Article Text
Abstract
Objectives Texture analysis (TA) is a method used for quantifying the spatial distributions of intensities in images using scanning software. MRI TA could be applied to grade gliomas. This meta-analysis was performed for assessing the accuracy of MRI TA in differentiating low-grade gliomas from high-grade ones.
Methods PubMed, Cochrane Library, Science Direct and Embase were searched for identifying suitable studies from their inception to 1 September 2018. The quality of the studies was evaluated on the basis of the Quality Assessment of Diagnostic Accuracy Studies guidelines. We estimated the pooled sensitivity, specificity, positive likelihood ratio (PLR), negative likelihood ratio (NLR) and diagnostic OR (DOR) using the summary receiver operating characteristic (SROC) for identifying the accuracy of MRI TA in grading gliomas. Fagan nomogram was applied for assessing the clinical utility of TA.

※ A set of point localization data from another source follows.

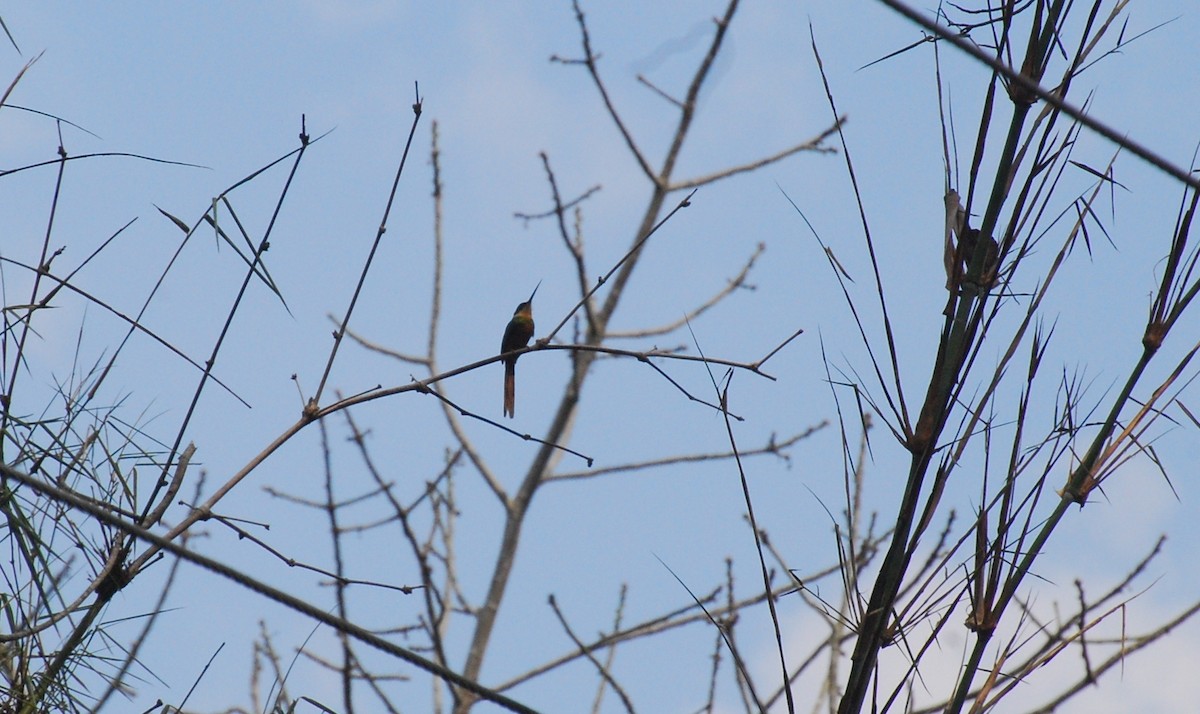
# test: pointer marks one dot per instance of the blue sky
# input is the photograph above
(223, 85)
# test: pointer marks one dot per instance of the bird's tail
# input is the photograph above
(510, 388)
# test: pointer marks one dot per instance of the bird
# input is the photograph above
(516, 335)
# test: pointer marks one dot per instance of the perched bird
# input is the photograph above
(516, 336)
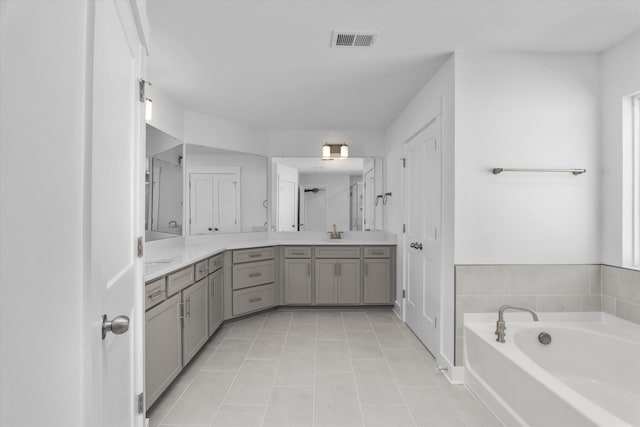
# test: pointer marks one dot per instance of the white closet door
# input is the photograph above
(214, 202)
(226, 202)
(200, 203)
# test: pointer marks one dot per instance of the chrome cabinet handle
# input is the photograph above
(119, 325)
(155, 294)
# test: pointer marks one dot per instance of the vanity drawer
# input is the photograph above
(216, 263)
(154, 293)
(253, 274)
(337, 251)
(247, 255)
(179, 280)
(377, 252)
(297, 252)
(252, 299)
(202, 270)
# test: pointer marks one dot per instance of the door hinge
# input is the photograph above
(140, 399)
(141, 89)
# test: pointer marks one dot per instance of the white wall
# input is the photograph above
(620, 78)
(42, 104)
(337, 188)
(308, 143)
(210, 131)
(526, 111)
(437, 97)
(253, 183)
(168, 115)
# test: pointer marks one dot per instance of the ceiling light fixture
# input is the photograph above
(331, 151)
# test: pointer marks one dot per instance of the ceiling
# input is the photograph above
(269, 64)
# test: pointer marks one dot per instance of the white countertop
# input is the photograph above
(164, 256)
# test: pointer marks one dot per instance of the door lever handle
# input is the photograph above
(118, 325)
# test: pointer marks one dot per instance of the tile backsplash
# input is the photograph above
(621, 292)
(545, 288)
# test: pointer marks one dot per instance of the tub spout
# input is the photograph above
(500, 325)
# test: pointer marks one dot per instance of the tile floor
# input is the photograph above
(316, 368)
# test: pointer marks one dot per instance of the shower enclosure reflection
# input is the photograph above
(163, 185)
(312, 194)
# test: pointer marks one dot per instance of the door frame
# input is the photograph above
(403, 181)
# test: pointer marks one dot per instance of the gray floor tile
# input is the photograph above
(268, 345)
(364, 345)
(200, 402)
(239, 416)
(387, 416)
(297, 369)
(290, 406)
(318, 367)
(356, 321)
(336, 401)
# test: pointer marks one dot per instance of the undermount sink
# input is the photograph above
(158, 261)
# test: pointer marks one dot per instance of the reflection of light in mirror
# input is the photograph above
(148, 109)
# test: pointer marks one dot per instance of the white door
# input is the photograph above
(226, 202)
(200, 203)
(115, 218)
(214, 202)
(422, 248)
(313, 210)
(287, 205)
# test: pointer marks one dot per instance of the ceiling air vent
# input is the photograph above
(353, 39)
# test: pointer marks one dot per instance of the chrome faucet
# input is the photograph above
(500, 325)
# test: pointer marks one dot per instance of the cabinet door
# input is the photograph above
(216, 284)
(297, 281)
(377, 281)
(326, 281)
(195, 320)
(349, 284)
(163, 349)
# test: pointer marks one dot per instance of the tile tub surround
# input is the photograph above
(621, 292)
(545, 288)
(316, 368)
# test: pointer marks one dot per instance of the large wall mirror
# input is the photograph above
(225, 191)
(163, 185)
(313, 194)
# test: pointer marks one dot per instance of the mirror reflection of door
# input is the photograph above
(287, 203)
(313, 209)
(214, 202)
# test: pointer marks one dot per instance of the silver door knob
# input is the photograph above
(118, 325)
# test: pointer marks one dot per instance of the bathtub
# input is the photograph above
(589, 375)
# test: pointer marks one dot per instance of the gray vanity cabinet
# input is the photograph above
(195, 319)
(163, 347)
(297, 276)
(216, 314)
(337, 281)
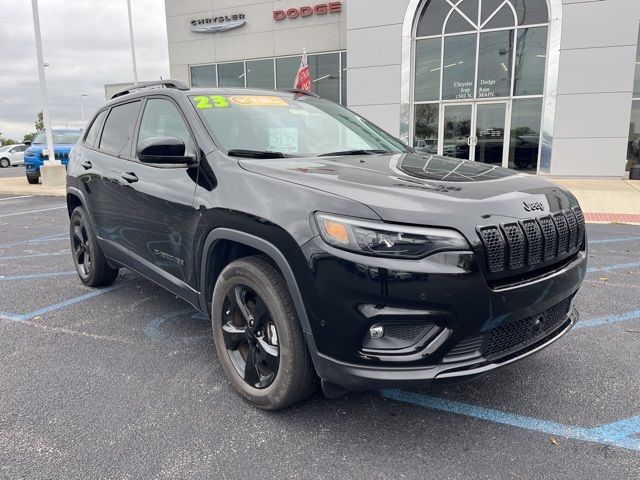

Results Six studies including 440 patients were included and analysed. The pooled sensitivity, specificity, PLR, NLR and DOR with 95% CIs were 0.93 (95% CI 0.88 to 0.96), 0.86 (95% CI 0.81 to 0.89), 6.4 (95% CI 4.8 to 8.6), 0.08 (95% CI 0.05 to 0.15) and 78 (95% CI 39 to 156), respectively. The SROC curve showed an area under the curve of 0.96 (95% CI 0.93 to 0.97). Deeks test confirmed no significant publication bias in all studies. Fagan nomogram revealed that the post-test probability increased by 43% in patients with positive pre-test.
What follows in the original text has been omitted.